I’ve been kind of interested in a type of “livecoding” where changes to a code base are immediately reflected in a running program. I’ve seen Inigo Quilez (author of the famed shadertoy.com) do this with a scaffold that he wrote using OpenGL. Literally as he types new shader code, the changed shader is loaded and executed, and the new graphic image forms the background of his editor.
You can see an example of this here:
I started working on a similar framework, and got the basics working (except that I didn’t write my own editor, but merely ran vi in a window and updated the fragment shaders running in a separate window) but today I discovered this kind of cool idea: doing the same sort of thing in C.
Chris Wellons wrote on his blog back in 2014 about a set of techniques that could be used to do the same sort of interactive stuff in C. The basic idea is to write a framework which constantly monitors a shared library, and when it is updated, reloads the library.
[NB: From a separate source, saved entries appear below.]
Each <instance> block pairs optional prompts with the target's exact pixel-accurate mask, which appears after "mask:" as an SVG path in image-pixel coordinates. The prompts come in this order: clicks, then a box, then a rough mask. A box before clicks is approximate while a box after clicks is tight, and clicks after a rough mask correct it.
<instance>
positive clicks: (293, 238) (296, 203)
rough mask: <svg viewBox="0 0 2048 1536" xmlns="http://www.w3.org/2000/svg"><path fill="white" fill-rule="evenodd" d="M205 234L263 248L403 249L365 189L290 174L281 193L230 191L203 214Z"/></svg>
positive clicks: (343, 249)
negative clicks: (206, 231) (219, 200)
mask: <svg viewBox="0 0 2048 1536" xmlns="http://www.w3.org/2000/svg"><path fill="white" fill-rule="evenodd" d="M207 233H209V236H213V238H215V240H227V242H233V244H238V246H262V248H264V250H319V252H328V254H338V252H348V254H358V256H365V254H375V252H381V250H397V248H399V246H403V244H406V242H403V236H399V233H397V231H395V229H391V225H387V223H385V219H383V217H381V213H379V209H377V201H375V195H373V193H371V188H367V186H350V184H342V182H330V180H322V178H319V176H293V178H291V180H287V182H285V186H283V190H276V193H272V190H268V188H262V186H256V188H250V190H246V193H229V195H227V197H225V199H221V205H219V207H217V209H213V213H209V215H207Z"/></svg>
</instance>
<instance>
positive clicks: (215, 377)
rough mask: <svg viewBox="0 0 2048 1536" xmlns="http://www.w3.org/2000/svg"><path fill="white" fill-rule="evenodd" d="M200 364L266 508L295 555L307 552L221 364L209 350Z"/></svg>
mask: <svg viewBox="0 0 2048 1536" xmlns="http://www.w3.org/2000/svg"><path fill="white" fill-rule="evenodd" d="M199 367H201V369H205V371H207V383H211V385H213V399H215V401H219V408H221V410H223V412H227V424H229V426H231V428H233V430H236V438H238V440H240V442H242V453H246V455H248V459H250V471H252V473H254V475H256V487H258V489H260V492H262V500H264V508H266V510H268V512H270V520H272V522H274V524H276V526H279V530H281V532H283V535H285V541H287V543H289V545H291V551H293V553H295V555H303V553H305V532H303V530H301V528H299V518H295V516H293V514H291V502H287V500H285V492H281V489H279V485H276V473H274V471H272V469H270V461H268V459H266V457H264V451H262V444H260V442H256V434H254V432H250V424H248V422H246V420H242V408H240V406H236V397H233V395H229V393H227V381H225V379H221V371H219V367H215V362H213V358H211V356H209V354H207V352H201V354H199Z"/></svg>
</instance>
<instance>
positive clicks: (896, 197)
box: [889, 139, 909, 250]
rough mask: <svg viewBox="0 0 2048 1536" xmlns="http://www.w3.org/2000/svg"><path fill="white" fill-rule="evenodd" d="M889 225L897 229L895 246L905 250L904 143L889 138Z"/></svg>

If it is not, then it calls an “update” loop. I don’t think this is helpful for all sorts of programs, and there are a few details to be sorted, but it’s kind of cool. I can imagine giving this a try on one or two projects that I’ve been pondering. Archived for future reference.
Addendum: David Parrot posted this to my twitter feed:
@brainwagon Given wordpress seems to think that this is spam and disallows the comment, a comment for your interactive programming blog post:
Casey Muratori implemented this in his Handmade Hero series, videos below:https://t.co/2dtbPXJ7EHhttps://t.co/O4QqvOe9nH
— David Parrott (@eightlittlebits) January 17, 2018
In case twitter integration fails, it’s a link to Casey Muratori’s Homemade Hero on instantaneous live coding. I haven’t had a lot of time to watch the videos yet, but they seem very cool.
I’ve found this technique useful for rapid development of audio generation software on Linux.
One thing that caught me out was differences in the way that different compilers save object files. I recall that one compiler (either Clang or gcc) appeared to save the compiled file in two stages (saving a header first, then appending executable data at a later stage, perhaps), which confused the monitoring part of the code when it tried to load an incomplete library.